From Saturday 30 March until Monday 5 August 2024, the Keizerskapel in Antwerp will present two paintings from Quellinus’ period of collaboration with Rubens.
Both paintings, which have only recently appeared, were unknown when the catalogues raisonnés (Erasmus Quellinus II, Freren 1988, Cassel 2014) were published. Both paintings are on panel (27 x 23 cm), unsigned, but clearly referring to the ‘early’ Erasmus Quellinus II (1607-1678). One represents the Holy Virgin with Child, Elisabeth and Saint John, the other the Holy Family. The modello for the first (oil on panel, 34,5 x 28 cm, 1635-40) was sold in Monaco in 1986. A print after this modello bears the signatures of both the engraver Peter II de Jode (1606-1674) and the inventor Erasmus Quellinus II. Of particular interest is the discovery of the pendant, which is also clearly in the style of Erasmus II. Both paintings date from the period when he worked closely with Rubens (1635-40).
Together with his brother, the sculptor Artus I (1609-1668), and his brother-in-law Peter I Verbrugghen (1615-1686), Erasmus II was an important exponent of the so-called Classical Baroque in Antwerp.
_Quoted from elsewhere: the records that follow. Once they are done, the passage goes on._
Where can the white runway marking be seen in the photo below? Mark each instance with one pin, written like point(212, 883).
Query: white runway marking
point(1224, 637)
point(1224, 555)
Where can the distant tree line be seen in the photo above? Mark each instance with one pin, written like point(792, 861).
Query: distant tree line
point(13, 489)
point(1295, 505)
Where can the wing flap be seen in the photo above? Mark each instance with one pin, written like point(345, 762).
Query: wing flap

Their works, dating from the 1650’s (the high altar and the confessional) can still be admired in the Keizerskapel. The Quellinus family was significantly involved in the decoration of this church. And during the last quarter of the seventeenth century, Peter II (1648-1691) and Hendrick Franciscus Verbrugghen (1654-1724), sons of Peter I, were responsible for the pulpit (1689) in the Keizerskapel (preliminary drawing is in the Rijksmuseum Amsterdam). The nephew Artus II Quellinus (1625-1700) is also present with a Salvator Mundi on top of the high altar. Which, of course, complements this presentation in the Keizerskapel of their family member Erasmus II.